• Welcome to TechPowerUp Forums, Guest! Please check out our forum guidelines for info related to our community.

AMD WMMA Instruction is Direct Response to NVIDIA Tensor Cores

AleksandarK

News Editor
Staff member
Joined
Aug 19, 2017
Messages
2,995 (1.06/day)
AMD's RDNA3 graphics IP is just around the corner, and we are hearing more information about the upcoming architecture. Historically, as GPUs advance, it is not unusual for companies to add dedicated hardware blocks to accelerate a specific task. Today, AMD engineers have updated the backend of the LLVM compiler to include a new instruction called Wave Matrix Multiply-Accumulate (WMMA). This instruction will be present on GFX11, which is the RDNA3 GPU architecture. With WMMA, AMD will offer support for processing 16x16x16 size tensors in FP16 and BF16 precision formats. With these instructions, AMD is adding new arrangements to support the processing of matrix multiply-accumulate operations. This is closely mimicking the work NVIDIA is doing with Tensor Cores.

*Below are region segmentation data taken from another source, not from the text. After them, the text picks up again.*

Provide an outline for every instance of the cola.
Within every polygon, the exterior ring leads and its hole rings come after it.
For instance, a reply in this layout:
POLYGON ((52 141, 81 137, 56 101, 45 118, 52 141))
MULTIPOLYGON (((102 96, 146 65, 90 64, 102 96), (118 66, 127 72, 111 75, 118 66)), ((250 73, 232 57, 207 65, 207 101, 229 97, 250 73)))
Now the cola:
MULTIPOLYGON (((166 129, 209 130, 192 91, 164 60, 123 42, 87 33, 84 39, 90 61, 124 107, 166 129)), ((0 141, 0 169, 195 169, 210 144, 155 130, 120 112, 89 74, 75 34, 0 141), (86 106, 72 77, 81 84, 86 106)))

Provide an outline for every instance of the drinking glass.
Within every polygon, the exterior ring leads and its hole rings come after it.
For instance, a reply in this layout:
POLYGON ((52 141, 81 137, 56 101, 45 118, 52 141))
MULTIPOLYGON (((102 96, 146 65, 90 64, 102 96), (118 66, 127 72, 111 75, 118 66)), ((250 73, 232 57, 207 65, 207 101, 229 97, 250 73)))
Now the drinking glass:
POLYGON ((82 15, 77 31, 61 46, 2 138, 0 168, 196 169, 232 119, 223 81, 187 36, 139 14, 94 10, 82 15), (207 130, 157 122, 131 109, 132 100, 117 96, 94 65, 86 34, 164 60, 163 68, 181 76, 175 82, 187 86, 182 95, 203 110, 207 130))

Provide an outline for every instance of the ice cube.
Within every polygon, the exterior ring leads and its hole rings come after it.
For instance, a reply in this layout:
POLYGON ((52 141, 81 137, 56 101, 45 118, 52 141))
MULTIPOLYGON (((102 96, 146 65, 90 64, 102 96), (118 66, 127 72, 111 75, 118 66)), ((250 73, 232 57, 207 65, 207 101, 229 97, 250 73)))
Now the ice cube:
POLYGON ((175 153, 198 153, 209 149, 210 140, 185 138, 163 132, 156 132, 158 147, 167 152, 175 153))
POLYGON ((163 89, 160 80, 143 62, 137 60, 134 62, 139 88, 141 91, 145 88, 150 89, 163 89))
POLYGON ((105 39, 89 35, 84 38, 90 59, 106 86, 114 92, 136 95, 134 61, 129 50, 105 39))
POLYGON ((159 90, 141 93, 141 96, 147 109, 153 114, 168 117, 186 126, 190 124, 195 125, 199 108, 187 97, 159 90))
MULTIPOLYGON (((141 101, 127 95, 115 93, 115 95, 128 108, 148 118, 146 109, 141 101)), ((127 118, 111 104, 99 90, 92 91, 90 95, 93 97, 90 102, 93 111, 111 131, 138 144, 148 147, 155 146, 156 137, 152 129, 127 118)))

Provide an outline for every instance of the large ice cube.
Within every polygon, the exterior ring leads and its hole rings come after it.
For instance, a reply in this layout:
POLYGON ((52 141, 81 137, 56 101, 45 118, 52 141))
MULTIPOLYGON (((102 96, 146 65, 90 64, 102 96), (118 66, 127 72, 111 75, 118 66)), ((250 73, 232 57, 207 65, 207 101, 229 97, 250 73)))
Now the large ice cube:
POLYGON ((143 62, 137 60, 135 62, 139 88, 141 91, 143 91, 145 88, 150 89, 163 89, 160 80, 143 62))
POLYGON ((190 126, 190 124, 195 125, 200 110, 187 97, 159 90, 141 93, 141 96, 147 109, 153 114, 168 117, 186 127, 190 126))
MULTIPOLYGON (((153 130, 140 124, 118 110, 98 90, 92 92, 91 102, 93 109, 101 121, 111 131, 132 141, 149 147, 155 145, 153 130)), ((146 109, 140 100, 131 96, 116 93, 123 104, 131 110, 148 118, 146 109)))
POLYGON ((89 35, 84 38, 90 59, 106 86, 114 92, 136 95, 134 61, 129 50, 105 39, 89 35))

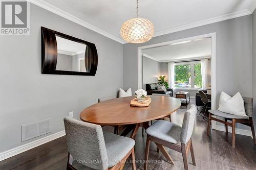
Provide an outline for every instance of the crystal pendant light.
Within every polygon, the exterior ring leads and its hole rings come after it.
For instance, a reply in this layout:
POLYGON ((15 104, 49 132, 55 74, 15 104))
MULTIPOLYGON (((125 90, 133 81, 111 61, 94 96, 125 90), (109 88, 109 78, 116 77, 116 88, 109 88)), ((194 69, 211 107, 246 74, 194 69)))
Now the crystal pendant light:
POLYGON ((137 17, 130 19, 123 23, 120 34, 123 39, 130 43, 139 43, 148 41, 154 35, 152 22, 145 18, 138 17, 137 0, 137 17))

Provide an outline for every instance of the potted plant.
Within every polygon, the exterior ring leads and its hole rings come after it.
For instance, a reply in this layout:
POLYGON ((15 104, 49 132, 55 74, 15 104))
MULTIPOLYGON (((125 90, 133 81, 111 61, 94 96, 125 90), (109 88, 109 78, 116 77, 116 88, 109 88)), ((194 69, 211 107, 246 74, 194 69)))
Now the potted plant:
POLYGON ((159 84, 160 86, 164 85, 166 88, 169 88, 169 85, 167 82, 167 80, 166 80, 166 81, 164 81, 164 78, 165 78, 165 76, 164 75, 160 76, 160 80, 158 80, 158 84, 159 84))

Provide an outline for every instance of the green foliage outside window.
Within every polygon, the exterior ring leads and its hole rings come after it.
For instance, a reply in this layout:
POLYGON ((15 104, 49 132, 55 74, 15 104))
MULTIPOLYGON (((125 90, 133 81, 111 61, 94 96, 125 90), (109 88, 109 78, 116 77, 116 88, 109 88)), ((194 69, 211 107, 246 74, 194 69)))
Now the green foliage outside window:
POLYGON ((201 64, 195 64, 195 87, 202 88, 203 83, 202 81, 202 73, 201 72, 201 64))
POLYGON ((175 65, 175 84, 188 83, 191 77, 190 65, 175 65))

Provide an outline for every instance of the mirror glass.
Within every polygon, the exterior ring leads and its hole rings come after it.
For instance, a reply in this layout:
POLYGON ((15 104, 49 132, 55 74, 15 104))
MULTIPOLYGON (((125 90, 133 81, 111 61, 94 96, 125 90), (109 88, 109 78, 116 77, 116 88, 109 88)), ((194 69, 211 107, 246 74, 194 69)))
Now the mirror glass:
POLYGON ((89 72, 86 67, 86 44, 55 34, 57 57, 56 70, 89 72))

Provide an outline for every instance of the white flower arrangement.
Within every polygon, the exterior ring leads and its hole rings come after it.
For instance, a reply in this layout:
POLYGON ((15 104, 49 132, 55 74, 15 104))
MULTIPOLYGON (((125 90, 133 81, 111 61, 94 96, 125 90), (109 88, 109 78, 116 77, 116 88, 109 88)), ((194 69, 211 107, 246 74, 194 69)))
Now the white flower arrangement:
POLYGON ((146 98, 146 91, 143 89, 138 89, 135 91, 135 94, 137 98, 146 98))

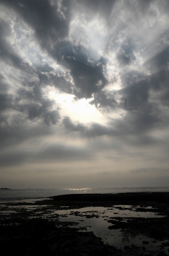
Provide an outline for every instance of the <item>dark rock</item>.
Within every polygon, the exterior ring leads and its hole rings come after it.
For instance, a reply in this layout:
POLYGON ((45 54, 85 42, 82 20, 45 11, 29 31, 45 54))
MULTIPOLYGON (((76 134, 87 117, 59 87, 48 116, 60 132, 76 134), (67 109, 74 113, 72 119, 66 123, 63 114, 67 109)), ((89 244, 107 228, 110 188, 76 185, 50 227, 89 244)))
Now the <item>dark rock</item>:
POLYGON ((148 241, 145 241, 144 240, 143 240, 143 241, 142 242, 142 243, 143 244, 148 244, 149 242, 148 241))

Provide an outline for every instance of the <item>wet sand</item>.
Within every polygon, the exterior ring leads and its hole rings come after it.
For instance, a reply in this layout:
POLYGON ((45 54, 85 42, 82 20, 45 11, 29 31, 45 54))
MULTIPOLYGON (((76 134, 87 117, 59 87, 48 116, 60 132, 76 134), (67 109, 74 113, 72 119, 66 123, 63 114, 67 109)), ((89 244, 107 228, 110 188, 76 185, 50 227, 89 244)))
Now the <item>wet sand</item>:
POLYGON ((169 192, 73 194, 6 203, 0 209, 1 250, 7 255, 169 255, 169 192))

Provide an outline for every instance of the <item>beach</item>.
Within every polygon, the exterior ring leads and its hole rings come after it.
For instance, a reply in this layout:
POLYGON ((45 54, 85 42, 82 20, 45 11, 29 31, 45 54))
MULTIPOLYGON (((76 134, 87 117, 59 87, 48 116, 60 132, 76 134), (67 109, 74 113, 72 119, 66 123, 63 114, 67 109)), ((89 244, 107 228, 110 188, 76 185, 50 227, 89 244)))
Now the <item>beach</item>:
POLYGON ((6 255, 169 255, 168 192, 70 194, 2 203, 6 255))

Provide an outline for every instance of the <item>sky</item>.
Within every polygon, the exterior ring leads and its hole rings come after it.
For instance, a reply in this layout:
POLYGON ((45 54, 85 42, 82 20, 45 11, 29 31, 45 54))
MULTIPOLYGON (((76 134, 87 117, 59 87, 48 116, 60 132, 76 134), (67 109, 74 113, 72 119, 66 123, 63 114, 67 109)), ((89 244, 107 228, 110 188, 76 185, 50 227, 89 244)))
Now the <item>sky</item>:
POLYGON ((0 0, 1 187, 169 185, 169 13, 0 0))

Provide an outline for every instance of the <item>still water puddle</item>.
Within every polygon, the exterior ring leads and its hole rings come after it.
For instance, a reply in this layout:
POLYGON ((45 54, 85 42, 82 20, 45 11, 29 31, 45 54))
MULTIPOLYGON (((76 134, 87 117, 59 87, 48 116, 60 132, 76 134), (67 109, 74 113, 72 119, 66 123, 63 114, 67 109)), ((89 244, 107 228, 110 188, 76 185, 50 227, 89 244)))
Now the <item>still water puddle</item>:
MULTIPOLYGON (((92 231, 96 236, 102 238, 105 244, 111 245, 123 248, 124 246, 130 246, 131 244, 136 244, 142 247, 142 241, 145 238, 143 236, 138 236, 134 238, 130 237, 125 239, 123 233, 119 229, 109 229, 108 227, 112 226, 111 223, 108 221, 114 220, 117 217, 121 218, 118 219, 118 221, 126 222, 129 217, 163 218, 163 216, 157 215, 154 212, 136 212, 138 207, 132 206, 117 206, 111 208, 104 207, 87 207, 79 209, 64 209, 52 211, 52 214, 58 214, 58 220, 61 222, 76 222, 75 225, 68 226, 70 227, 80 228, 79 232, 85 232, 92 231), (123 207, 123 209, 118 207, 123 207), (131 207, 131 210, 129 208, 131 207), (125 219, 127 218, 127 219, 125 219)), ((149 208, 148 208, 149 209, 149 208)), ((72 225, 73 224, 73 225, 72 225)), ((60 227, 60 225, 59 225, 60 227)), ((150 241, 148 247, 157 249, 157 245, 161 244, 161 242, 156 245, 150 241)), ((147 246, 147 245, 145 245, 147 246)), ((154 249, 155 250, 155 249, 154 249)))

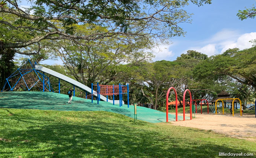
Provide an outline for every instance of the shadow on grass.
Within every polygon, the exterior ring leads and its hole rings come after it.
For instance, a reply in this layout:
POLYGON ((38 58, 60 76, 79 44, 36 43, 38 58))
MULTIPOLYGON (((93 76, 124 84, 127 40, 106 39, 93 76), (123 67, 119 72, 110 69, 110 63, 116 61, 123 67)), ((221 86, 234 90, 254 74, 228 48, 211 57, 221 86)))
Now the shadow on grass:
MULTIPOLYGON (((27 125, 23 130, 1 134, 11 140, 0 141, 0 155, 3 157, 20 155, 32 158, 212 158, 218 157, 219 152, 250 153, 219 145, 218 142, 203 143, 175 136, 167 131, 158 129, 157 125, 144 128, 149 124, 143 122, 109 123, 96 117, 76 124, 52 119, 39 123, 42 120, 18 114, 2 118, 7 118, 19 120, 20 125, 27 125), (166 134, 161 133, 163 132, 166 134)), ((189 134, 190 131, 194 130, 190 129, 188 133, 183 134, 189 134)))

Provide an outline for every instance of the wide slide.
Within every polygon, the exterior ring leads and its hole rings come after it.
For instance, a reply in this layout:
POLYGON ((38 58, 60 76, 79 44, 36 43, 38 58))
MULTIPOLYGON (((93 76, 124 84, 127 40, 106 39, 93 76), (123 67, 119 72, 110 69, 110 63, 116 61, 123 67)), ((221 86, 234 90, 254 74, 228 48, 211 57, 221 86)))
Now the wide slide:
MULTIPOLYGON (((74 85, 76 87, 80 89, 87 91, 90 93, 91 93, 91 88, 74 79, 60 73, 58 72, 57 72, 51 69, 44 67, 43 66, 37 65, 35 65, 35 69, 36 70, 41 71, 52 76, 53 76, 57 78, 69 83, 71 85, 74 85)), ((97 92, 93 91, 93 95, 97 96, 97 92)), ((107 98, 102 95, 101 95, 100 100, 107 101, 107 98)), ((113 100, 108 99, 108 102, 113 103, 113 100)), ((115 100, 115 102, 118 103, 119 104, 119 100, 115 100)), ((125 104, 123 101, 123 104, 125 104)))

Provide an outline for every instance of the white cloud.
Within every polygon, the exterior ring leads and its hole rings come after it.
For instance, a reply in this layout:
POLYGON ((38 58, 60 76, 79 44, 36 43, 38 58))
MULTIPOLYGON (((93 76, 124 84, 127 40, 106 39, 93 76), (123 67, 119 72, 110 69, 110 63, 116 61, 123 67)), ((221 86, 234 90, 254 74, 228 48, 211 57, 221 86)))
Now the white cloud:
POLYGON ((205 42, 212 43, 233 40, 237 39, 240 35, 238 31, 224 29, 215 34, 209 40, 206 40, 205 42))
POLYGON ((172 51, 170 50, 170 45, 161 45, 153 48, 152 51, 154 52, 156 57, 153 59, 153 61, 155 61, 170 59, 171 57, 173 56, 172 51))
POLYGON ((253 43, 249 41, 254 39, 256 39, 256 32, 251 32, 242 35, 235 42, 228 44, 225 43, 220 43, 223 47, 221 52, 224 52, 229 48, 237 48, 240 50, 249 48, 253 45, 253 43))
POLYGON ((215 48, 216 44, 209 44, 202 47, 191 47, 188 50, 193 50, 205 54, 208 56, 215 54, 218 53, 218 51, 215 48))
POLYGON ((255 39, 255 32, 241 35, 236 31, 223 30, 209 40, 198 42, 201 46, 189 48, 184 52, 194 50, 211 56, 222 53, 229 48, 237 48, 240 50, 249 48, 253 45, 249 41, 255 39))

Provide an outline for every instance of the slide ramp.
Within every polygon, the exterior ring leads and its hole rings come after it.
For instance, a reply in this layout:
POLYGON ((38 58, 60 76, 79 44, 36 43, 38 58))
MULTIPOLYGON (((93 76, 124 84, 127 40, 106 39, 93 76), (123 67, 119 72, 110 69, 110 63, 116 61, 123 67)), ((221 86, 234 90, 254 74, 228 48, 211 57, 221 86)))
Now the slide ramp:
MULTIPOLYGON (((76 87, 81 89, 87 91, 89 93, 91 93, 91 89, 89 87, 80 83, 77 81, 76 81, 74 79, 65 76, 65 75, 62 75, 61 73, 60 73, 58 72, 57 72, 56 71, 38 65, 35 65, 35 69, 36 70, 40 70, 42 72, 47 73, 57 78, 60 78, 62 80, 65 81, 72 85, 74 85, 76 87)), ((97 92, 94 91, 93 91, 93 93, 94 95, 97 96, 97 92)), ((107 98, 102 95, 101 95, 100 100, 107 101, 107 98)), ((108 102, 113 104, 113 100, 108 99, 108 102)), ((115 103, 116 103, 116 104, 118 103, 119 104, 119 100, 115 100, 115 103)), ((123 101, 123 104, 125 104, 123 101)))

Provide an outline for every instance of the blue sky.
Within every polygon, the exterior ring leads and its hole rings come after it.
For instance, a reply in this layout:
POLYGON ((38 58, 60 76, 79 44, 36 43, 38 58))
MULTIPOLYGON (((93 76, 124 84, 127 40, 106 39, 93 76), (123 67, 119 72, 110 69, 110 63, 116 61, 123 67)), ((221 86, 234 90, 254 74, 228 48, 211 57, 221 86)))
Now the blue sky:
POLYGON ((192 24, 181 26, 187 32, 185 37, 174 37, 172 43, 154 49, 154 61, 173 61, 188 50, 195 50, 208 56, 220 54, 228 48, 250 48, 249 41, 256 39, 256 19, 241 21, 237 16, 239 10, 256 4, 255 0, 215 0, 211 5, 185 8, 193 13, 192 24))
MULTIPOLYGON (((228 48, 250 48, 249 41, 256 39, 256 19, 241 21, 237 16, 239 10, 250 8, 256 0, 213 0, 212 4, 198 7, 190 5, 185 8, 193 13, 191 24, 180 25, 186 32, 185 37, 174 37, 172 44, 160 45, 153 49, 154 61, 173 61, 188 50, 194 50, 211 56, 228 48)), ((29 5, 26 1, 21 4, 29 5)), ((61 64, 59 61, 46 61, 42 64, 61 64)))

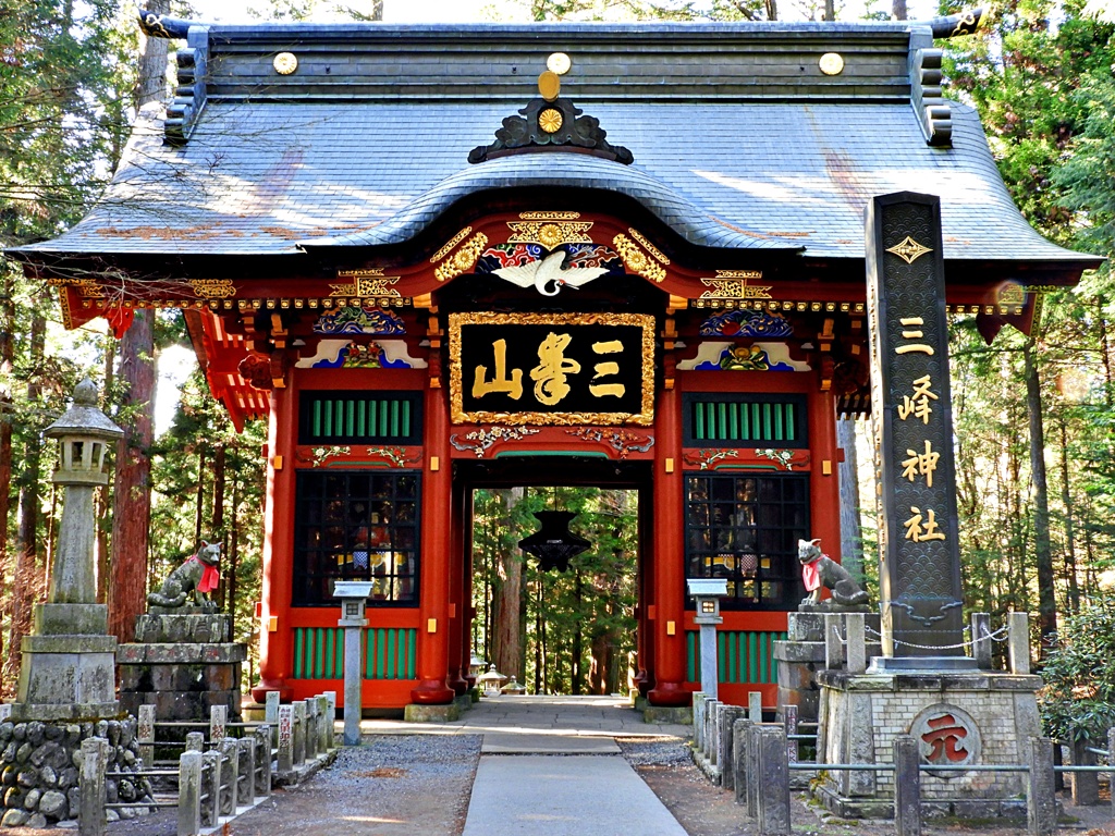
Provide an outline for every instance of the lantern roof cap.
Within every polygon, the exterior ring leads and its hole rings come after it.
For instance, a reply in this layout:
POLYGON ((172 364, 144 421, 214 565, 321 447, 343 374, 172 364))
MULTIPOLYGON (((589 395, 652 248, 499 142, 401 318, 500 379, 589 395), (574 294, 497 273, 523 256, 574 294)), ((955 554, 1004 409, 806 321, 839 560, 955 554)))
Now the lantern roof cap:
POLYGON ((114 440, 124 435, 97 406, 97 385, 86 378, 74 387, 74 405, 66 414, 43 430, 47 438, 62 436, 93 436, 114 440))

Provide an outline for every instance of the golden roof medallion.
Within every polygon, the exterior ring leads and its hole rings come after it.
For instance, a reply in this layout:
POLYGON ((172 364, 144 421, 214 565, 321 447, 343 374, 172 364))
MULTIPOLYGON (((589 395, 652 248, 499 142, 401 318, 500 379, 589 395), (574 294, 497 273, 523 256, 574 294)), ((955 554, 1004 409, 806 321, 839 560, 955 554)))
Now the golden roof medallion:
POLYGON ((564 52, 554 52, 546 58, 546 69, 551 72, 556 72, 559 76, 564 76, 572 66, 572 59, 564 52))
POLYGON ((553 101, 561 93, 561 79, 556 72, 544 70, 539 76, 539 95, 546 101, 553 101))
POLYGON ((289 76, 298 69, 298 57, 293 52, 280 52, 271 65, 280 76, 289 76))
POLYGON ((844 71, 844 59, 837 52, 825 52, 817 66, 826 76, 838 76, 844 71))
POLYGON ((928 246, 922 246, 917 241, 914 241, 909 235, 905 236, 903 241, 900 241, 894 246, 886 247, 886 252, 894 253, 906 264, 913 264, 918 259, 920 259, 925 253, 933 252, 932 249, 928 246))
POLYGON ((561 129, 561 111, 547 107, 539 114, 539 127, 547 134, 553 134, 561 129))

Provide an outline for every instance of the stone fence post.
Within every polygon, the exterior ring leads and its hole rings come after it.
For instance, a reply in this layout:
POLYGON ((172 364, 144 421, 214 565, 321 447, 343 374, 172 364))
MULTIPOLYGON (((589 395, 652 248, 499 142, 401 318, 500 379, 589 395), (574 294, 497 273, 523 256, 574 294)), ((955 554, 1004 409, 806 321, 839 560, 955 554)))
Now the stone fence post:
POLYGON ((78 809, 80 836, 104 836, 107 762, 108 740, 90 737, 81 741, 81 770, 78 772, 78 786, 81 789, 81 805, 78 809))
POLYGON ((216 827, 221 818, 221 752, 202 752, 202 827, 216 827))
POLYGON ((236 741, 240 770, 236 774, 236 804, 255 804, 255 738, 242 737, 236 741))
POLYGON ((921 836, 921 756, 909 735, 894 738, 894 833, 921 836))
POLYGON ((757 784, 759 833, 762 836, 789 836, 789 760, 786 757, 786 730, 782 726, 760 726, 758 733, 757 784))
MULTIPOLYGON (((1090 740, 1073 741, 1073 766, 1095 766, 1096 756, 1088 751, 1090 740)), ((1093 807, 1099 804, 1098 772, 1073 772, 1073 804, 1093 807)))
POLYGON ((255 795, 271 795, 271 727, 255 727, 255 795))
POLYGON ((226 737, 221 740, 221 815, 235 816, 239 801, 236 784, 240 778, 240 746, 236 739, 226 737), (229 791, 225 793, 224 788, 229 791))
POLYGON ((306 759, 318 757, 318 701, 312 697, 306 700, 306 759))
POLYGON ((1011 673, 1030 672, 1030 614, 1007 613, 1007 655, 1011 673))
POLYGON ((763 692, 747 692, 747 717, 753 723, 758 726, 763 722, 763 692))
POLYGON ((981 671, 991 670, 991 615, 986 612, 973 612, 972 624, 972 658, 981 671))
POLYGON ((139 707, 139 728, 136 738, 139 740, 139 759, 151 769, 155 766, 155 707, 139 707))
POLYGON ((747 803, 747 740, 752 721, 746 716, 731 723, 731 782, 736 789, 736 804, 747 803))
POLYGON ((333 748, 333 715, 326 694, 319 693, 313 699, 318 702, 318 755, 328 755, 333 748))
POLYGON ((184 751, 178 758, 178 836, 197 836, 202 829, 202 754, 184 751))
POLYGON ((326 731, 328 733, 328 746, 326 748, 332 751, 333 749, 337 748, 337 743, 333 740, 333 738, 336 737, 334 732, 337 728, 337 691, 326 691, 322 693, 322 696, 326 698, 326 702, 329 703, 329 709, 326 711, 326 717, 328 718, 326 721, 326 731))
POLYGON ((306 700, 295 700, 294 706, 294 766, 306 762, 306 700))
POLYGON ((705 751, 705 692, 694 692, 694 747, 705 751))
POLYGON ((736 787, 736 768, 735 759, 733 756, 734 751, 734 733, 736 720, 740 720, 744 717, 743 706, 721 706, 720 717, 719 717, 719 751, 717 754, 716 762, 720 767, 720 786, 725 789, 735 789, 736 787))
POLYGON ((216 748, 224 739, 225 725, 229 721, 227 706, 210 707, 210 746, 216 748))
POLYGON ((274 739, 271 747, 279 746, 279 692, 268 691, 266 703, 263 707, 263 721, 271 727, 274 739))
POLYGON ((1026 824, 1031 836, 1053 836, 1057 832, 1057 796, 1053 776, 1053 740, 1031 737, 1030 780, 1026 791, 1026 824))
POLYGON ((294 768, 294 707, 279 707, 279 775, 294 768))

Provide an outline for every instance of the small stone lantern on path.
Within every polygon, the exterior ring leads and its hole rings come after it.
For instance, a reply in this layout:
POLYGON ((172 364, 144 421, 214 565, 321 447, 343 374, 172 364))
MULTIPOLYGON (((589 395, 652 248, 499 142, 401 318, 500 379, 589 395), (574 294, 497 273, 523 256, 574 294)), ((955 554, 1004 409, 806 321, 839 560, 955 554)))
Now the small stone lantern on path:
POLYGON ((719 693, 719 670, 716 653, 716 625, 724 621, 720 599, 728 594, 728 582, 719 577, 690 577, 689 594, 697 600, 694 623, 700 628, 700 690, 709 698, 719 693))
POLYGON ((372 581, 337 581, 333 597, 341 600, 341 618, 337 626, 345 628, 345 746, 360 745, 360 632, 368 626, 365 607, 371 594, 372 581))
POLYGON ((507 681, 507 678, 500 673, 494 664, 488 665, 487 673, 482 673, 476 678, 476 683, 484 689, 485 697, 498 697, 500 686, 507 681))
POLYGON ((108 607, 97 603, 94 489, 108 484, 105 450, 124 431, 97 408, 97 387, 83 380, 74 406, 45 430, 61 448, 54 482, 66 488, 47 602, 35 607, 33 634, 23 639, 13 719, 115 717, 116 639, 108 607))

AMD ROCm 5.2 API update lists the use case for this type of instruction, which you can see below:
rocWMMA provides a C++ API to facilitate breaking down matrix multiply accumulate problems into fragments and using them in block-wise operations that are distributed in parallel across GPU wavefronts. The API is a header library of GPU device code, meaning matrix core acceleration may be compiled directly into your kernel device code. This can benefit from compiler optimization in the generation of kernel assembly and does not incur additional overhead costs of linking to external runtime libraries or having to launch separate kernels.

rocWMMA is released as a header library and includes test and sample projects to validate and illustrate example usages of the C++ API. GEMM matrix multiplication is used as primary validation given the heavy precedent for the library. However, the usage portfolio is growing significantly and demonstrates different ways rocWMMA may be consumed.


View at TechPowerUp Main Site | Source
 
Oh so apparently tensor cores are not so useless now :roll:
 
Well well, so the consensus is moving towards dedicated hardware.

Let's see where RDNA3's power budget goes...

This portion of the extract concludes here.